DARPA compiled a library of messages from social media sources in Arabic. They asked Workers to translate these from Arabic to English. They opted for Mechanical Turk because using professional translators would cost too much and take too long.
Each sentence initially was translated from Arabic to English by three Workers. These translations were sent to another set of Workers who were asked to review the translation and make edits to correct grammar. Finally, they then created a new HIT asking Workers to rank the 3 edited translations in order of best to worst. DARPA used the translation with highest score for its training library, and was further able to identify a set of preferred translators who were paid a higher rate and whose work did not need to undergo as rigorous quality control.

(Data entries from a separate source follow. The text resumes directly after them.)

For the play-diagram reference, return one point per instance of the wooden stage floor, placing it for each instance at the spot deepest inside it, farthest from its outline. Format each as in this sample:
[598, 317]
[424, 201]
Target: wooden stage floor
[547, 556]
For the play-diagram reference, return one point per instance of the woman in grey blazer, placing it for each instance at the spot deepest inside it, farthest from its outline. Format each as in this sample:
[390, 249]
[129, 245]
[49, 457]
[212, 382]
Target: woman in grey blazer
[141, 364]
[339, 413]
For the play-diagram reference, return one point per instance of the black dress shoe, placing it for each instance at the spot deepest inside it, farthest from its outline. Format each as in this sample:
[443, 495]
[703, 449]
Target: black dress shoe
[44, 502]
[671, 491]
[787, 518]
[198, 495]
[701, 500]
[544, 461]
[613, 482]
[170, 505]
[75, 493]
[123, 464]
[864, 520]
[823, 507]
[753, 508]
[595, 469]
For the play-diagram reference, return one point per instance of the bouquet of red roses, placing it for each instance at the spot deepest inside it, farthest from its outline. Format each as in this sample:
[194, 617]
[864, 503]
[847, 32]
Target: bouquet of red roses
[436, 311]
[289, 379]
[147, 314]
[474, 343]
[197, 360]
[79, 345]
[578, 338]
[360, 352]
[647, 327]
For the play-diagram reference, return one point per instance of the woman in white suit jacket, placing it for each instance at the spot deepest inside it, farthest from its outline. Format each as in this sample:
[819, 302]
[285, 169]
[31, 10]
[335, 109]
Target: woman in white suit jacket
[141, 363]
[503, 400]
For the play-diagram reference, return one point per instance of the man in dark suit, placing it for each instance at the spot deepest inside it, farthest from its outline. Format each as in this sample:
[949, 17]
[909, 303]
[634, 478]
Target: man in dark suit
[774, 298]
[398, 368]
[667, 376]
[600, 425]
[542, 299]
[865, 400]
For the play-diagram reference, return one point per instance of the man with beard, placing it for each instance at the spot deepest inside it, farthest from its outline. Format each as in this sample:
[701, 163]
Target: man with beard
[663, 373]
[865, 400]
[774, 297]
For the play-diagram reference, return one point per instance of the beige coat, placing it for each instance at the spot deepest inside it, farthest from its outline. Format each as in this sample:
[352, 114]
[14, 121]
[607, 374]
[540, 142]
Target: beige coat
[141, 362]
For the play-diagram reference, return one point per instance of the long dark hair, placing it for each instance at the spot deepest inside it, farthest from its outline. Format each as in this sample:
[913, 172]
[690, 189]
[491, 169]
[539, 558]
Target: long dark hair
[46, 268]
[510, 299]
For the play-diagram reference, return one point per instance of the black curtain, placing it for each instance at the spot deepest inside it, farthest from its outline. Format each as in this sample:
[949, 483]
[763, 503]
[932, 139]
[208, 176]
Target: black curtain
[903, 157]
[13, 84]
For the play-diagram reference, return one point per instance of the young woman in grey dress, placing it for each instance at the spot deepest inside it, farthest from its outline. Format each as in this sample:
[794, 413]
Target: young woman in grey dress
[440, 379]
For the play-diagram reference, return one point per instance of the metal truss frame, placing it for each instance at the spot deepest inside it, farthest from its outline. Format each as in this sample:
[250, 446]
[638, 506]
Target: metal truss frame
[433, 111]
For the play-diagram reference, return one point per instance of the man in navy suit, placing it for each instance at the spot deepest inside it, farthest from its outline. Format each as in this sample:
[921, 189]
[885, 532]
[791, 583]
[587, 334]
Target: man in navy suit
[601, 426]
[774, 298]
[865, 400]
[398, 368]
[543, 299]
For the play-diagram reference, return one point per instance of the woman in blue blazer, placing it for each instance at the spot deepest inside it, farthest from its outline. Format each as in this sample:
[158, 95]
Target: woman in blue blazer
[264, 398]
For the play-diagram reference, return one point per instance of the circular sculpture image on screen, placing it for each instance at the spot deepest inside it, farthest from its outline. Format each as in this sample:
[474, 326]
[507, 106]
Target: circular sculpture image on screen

DARPA was able to translate 1.5MM words in two months, for a cost of around $0.03 per word, one tenth the cost of using professional translators.
By using Mechanical Turk we were able to not only cut costs by an order of magnitude, but at our peak we were translating over 200,000 words per week, a feat unachievable with our previous methods.
Chris Callison-Burch is an Associate Research Professor in Computer Science at Johns Hopkins University who was the chief consultant for this project.